Pero donde más brilló su profundo sentido humano fue en la fundación de «La Providencia», aquella casita que, sin plan determinado alguno, en brazos exclusivamente de la caridad, fundó el señor cura para acoger a las pobres huerfanitas de los contornos. Entre los documentos humanos más conmovedores, por su propia sencillez y cariño, se contarán siempre las Memorias que Catalina Lassagne escribió sobre el Santo Cura. A ella le puso al frente de la obra y allí estuvo hasta que, quien tenía autoridad para ello, determinó que las cosas se hicieran de otra manera. Pero la misma reacción del Santo mostró entonces hasta qué punto convivían en él, junto a un profundo sentido de obediencia rendida, un no menor sentido de humanísima ternura. Por lo demás, si alguna vez en el mundo se ha contado un milagro con sencillez, fue cuando Catalina narró para siempre jamás lo que un día en que faltaba harina le ocurrió a ella. Consultó al señor cura e hizo que su compañera se pusiera a amasar, con la más candorosa simplicidad, lo poquito que quedaba y que ciertamente no alcanzaría para cuatro panes. «Mientras ella amasaba, la pasta se iba espesando. Ella añadía agua.
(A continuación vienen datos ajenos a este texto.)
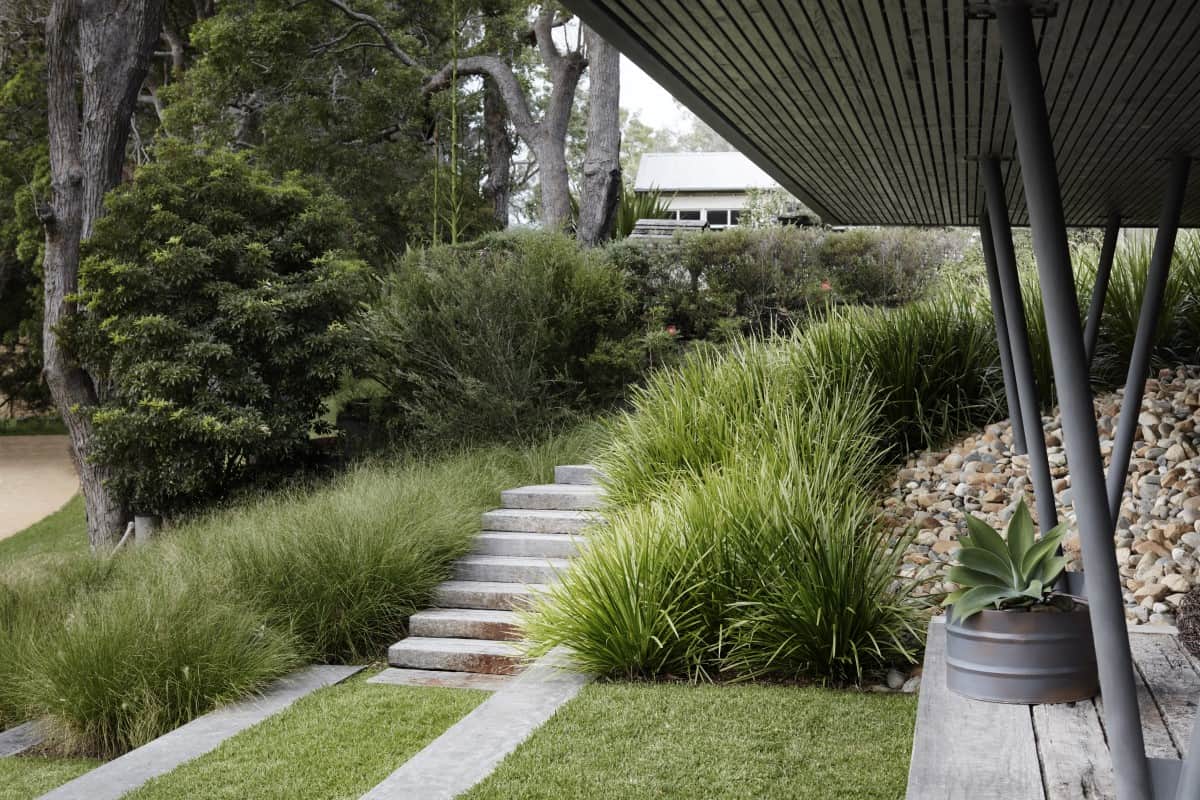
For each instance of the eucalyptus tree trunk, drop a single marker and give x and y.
(601, 162)
(498, 145)
(97, 54)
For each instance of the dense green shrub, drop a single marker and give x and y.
(505, 336)
(774, 278)
(215, 302)
(115, 651)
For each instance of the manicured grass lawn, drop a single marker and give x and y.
(628, 741)
(63, 531)
(22, 777)
(334, 744)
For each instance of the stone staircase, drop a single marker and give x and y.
(525, 546)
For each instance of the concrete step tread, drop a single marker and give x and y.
(441, 678)
(492, 585)
(455, 655)
(531, 536)
(577, 474)
(539, 521)
(516, 542)
(553, 497)
(457, 645)
(515, 560)
(473, 614)
(545, 513)
(485, 594)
Por fin estuvo llena la amasadera, y ella hizo una hornada de diez grandes panes de 20 a 22 libras». Lo bueno es que, cuando acuden emocionadas las dos mujeres al señor cura, éste se limita a exclamar: «El buen Dios es muy bueno. Cuida de sus pobres».

* * *

El viernes 29 de julio de 1859 se sintió indispuesto. Pero bajó, como siempre, a la iglesia a la una de la madrugada. Sin embargo, no pudo resistir toda la mañana en el confesonario y hubo de salir a tomar un poquito de aire. Antes del catecismo de las once pidió un poco de vino, sorbió unas gotas derramadas en la palma de su mano y subió al púlpito. No se le entendía, pero era igual. Sus ojos bañados de lágrimas, volviéndose hacia el sagrario, lo decían todo. Continuó confesando, pero ya a la noche se vio que estaba herido de muerte. Descansó mal y pidió ayuda. «El médico nada podrá hacer. Llamad al señor cura de Jassans».
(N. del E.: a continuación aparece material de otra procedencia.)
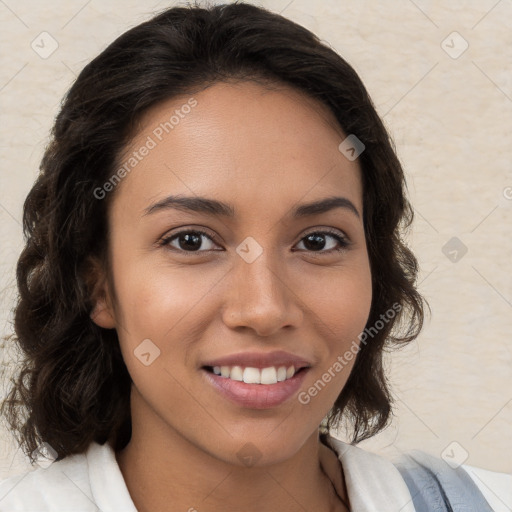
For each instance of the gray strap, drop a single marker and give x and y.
(437, 487)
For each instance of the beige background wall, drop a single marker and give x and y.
(449, 109)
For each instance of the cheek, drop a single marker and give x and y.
(341, 300)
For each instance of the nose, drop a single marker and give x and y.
(261, 297)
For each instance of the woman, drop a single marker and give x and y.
(163, 374)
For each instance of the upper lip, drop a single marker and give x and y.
(260, 360)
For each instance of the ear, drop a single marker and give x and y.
(102, 313)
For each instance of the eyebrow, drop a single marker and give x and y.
(218, 208)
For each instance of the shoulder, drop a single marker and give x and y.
(62, 486)
(434, 480)
(420, 482)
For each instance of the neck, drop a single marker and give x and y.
(165, 472)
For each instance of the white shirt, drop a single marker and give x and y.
(93, 480)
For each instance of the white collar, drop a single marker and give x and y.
(373, 483)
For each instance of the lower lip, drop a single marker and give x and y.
(256, 396)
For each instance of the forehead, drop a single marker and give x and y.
(240, 142)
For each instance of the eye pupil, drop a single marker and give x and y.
(194, 238)
(318, 241)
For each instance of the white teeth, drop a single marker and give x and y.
(268, 376)
(281, 374)
(236, 373)
(250, 375)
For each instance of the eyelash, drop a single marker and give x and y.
(344, 243)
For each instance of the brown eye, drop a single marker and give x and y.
(187, 241)
(315, 241)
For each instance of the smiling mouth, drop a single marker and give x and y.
(250, 375)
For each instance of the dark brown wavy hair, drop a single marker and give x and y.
(73, 386)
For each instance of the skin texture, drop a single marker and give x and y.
(264, 152)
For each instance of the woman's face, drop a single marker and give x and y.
(256, 283)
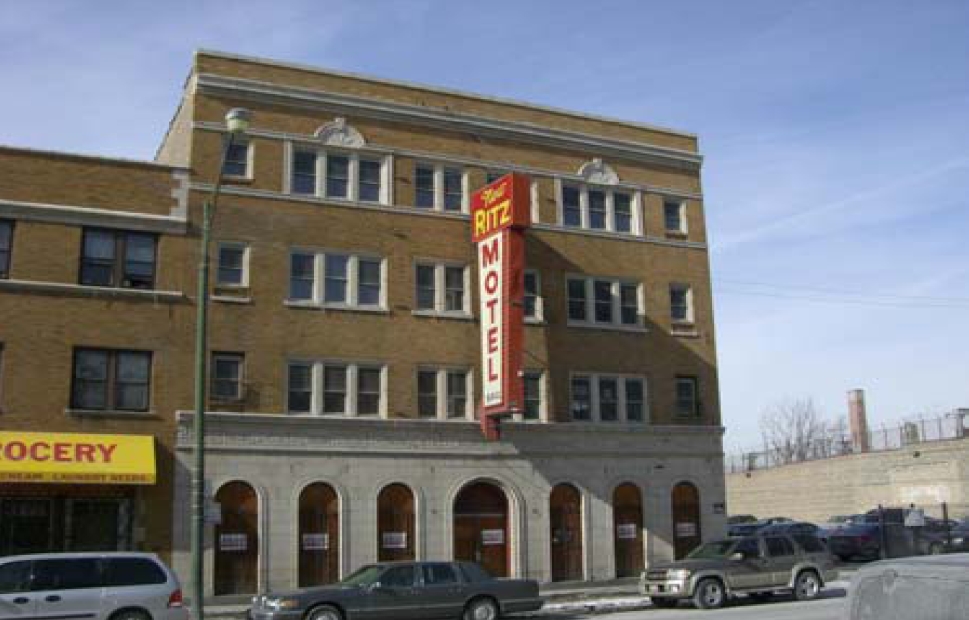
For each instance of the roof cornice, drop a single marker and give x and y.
(268, 62)
(258, 91)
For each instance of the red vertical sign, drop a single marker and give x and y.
(500, 213)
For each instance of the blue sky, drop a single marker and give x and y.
(835, 137)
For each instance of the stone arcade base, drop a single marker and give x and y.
(280, 455)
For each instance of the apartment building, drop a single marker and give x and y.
(345, 343)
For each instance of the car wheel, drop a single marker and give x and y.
(324, 612)
(131, 614)
(807, 586)
(481, 609)
(709, 594)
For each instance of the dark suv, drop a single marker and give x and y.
(755, 565)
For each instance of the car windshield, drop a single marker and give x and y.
(711, 551)
(364, 576)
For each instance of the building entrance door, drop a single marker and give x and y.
(627, 512)
(237, 540)
(26, 526)
(481, 527)
(685, 502)
(565, 516)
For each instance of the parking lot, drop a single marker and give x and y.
(828, 607)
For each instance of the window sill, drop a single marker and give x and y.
(459, 316)
(637, 329)
(312, 305)
(83, 290)
(237, 179)
(112, 414)
(231, 299)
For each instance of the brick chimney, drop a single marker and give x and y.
(858, 420)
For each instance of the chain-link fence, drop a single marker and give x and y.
(922, 430)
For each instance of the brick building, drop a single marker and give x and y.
(343, 333)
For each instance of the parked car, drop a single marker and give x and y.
(959, 536)
(756, 566)
(738, 519)
(96, 586)
(745, 529)
(863, 541)
(402, 590)
(793, 527)
(926, 588)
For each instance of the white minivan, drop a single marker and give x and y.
(89, 586)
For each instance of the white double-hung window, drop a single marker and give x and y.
(444, 393)
(337, 280)
(340, 175)
(604, 302)
(440, 187)
(600, 208)
(325, 387)
(608, 398)
(442, 288)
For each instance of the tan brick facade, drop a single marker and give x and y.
(401, 125)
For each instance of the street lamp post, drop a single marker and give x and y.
(237, 121)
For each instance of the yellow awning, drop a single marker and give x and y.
(76, 458)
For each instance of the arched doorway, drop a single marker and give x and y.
(319, 535)
(565, 517)
(481, 527)
(686, 518)
(395, 523)
(627, 517)
(236, 540)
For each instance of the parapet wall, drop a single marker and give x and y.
(925, 475)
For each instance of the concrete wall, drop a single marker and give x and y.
(925, 475)
(279, 455)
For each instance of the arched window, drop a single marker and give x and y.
(237, 540)
(627, 517)
(565, 518)
(481, 527)
(686, 518)
(395, 523)
(319, 535)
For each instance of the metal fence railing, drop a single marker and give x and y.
(920, 431)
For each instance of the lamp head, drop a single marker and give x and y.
(237, 120)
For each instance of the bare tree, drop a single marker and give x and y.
(793, 431)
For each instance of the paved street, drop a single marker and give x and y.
(829, 607)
Ahora ya se dejaba cuidar como un niño. No rechistó cuando pusieron un colchón a su dura cama. Obedeció al médico. Y se produjo un hecho conmovedor. Éste había dicho que había alguna esperanza si disminuyera un poco el calor. Y en aquel tórrido día de agosto, los vecinos de Ars, no sabiendo qué hacer por conservar a su cura queridísimo, subieron al tejado y tendieron sábanas que durante todo el día mantuvieron húmedas. No era para menos. El pueblo entero veía, bañado en lágrimas, que su cura se les marchaba ya. El mismo obispo de la Diócesis vino a compartir su dolor. Tras una emocionante despedida de su buen padre y pastor, el Santo Cura ya no pensó más que en morir. Y en efecto, con paz celestial, el jueves 4 de agosto, a las dos de la madrugada, mientras su joven coadjutor rezaba las hermosas palabras «que los santos ángeles de Dios te salgan al encuentro y te introduzcan en la celestial Jerusalén», suavemente, sin agonía, «como obrero que ha terminado bien su jornada», el Cura de Ars entregó su alma a Dios.

Así se ha realizado lo que él decía en una memorable catequesis matinal: «¡Dios mío, cómo me pesa el tiempo con los pecadores! ¿Cuándo estaré con los santos? Entonces diremos al buen Dios: Dios mío, te veo y te tengo, ya no te escaparás de mí jamás, jamás».

Lo canonizó el papa Pío XI el 31 de mayo de 1925, quien tres años más tarde, en 1928, lo nombró Patrono de los Párrocos.


Lamberto de Echeverría, El Santo Cura de Ars, en Año Cristiano, Tomo III, Madrid, Ed. Católica (BAC 185), 1959, pp. 351-360.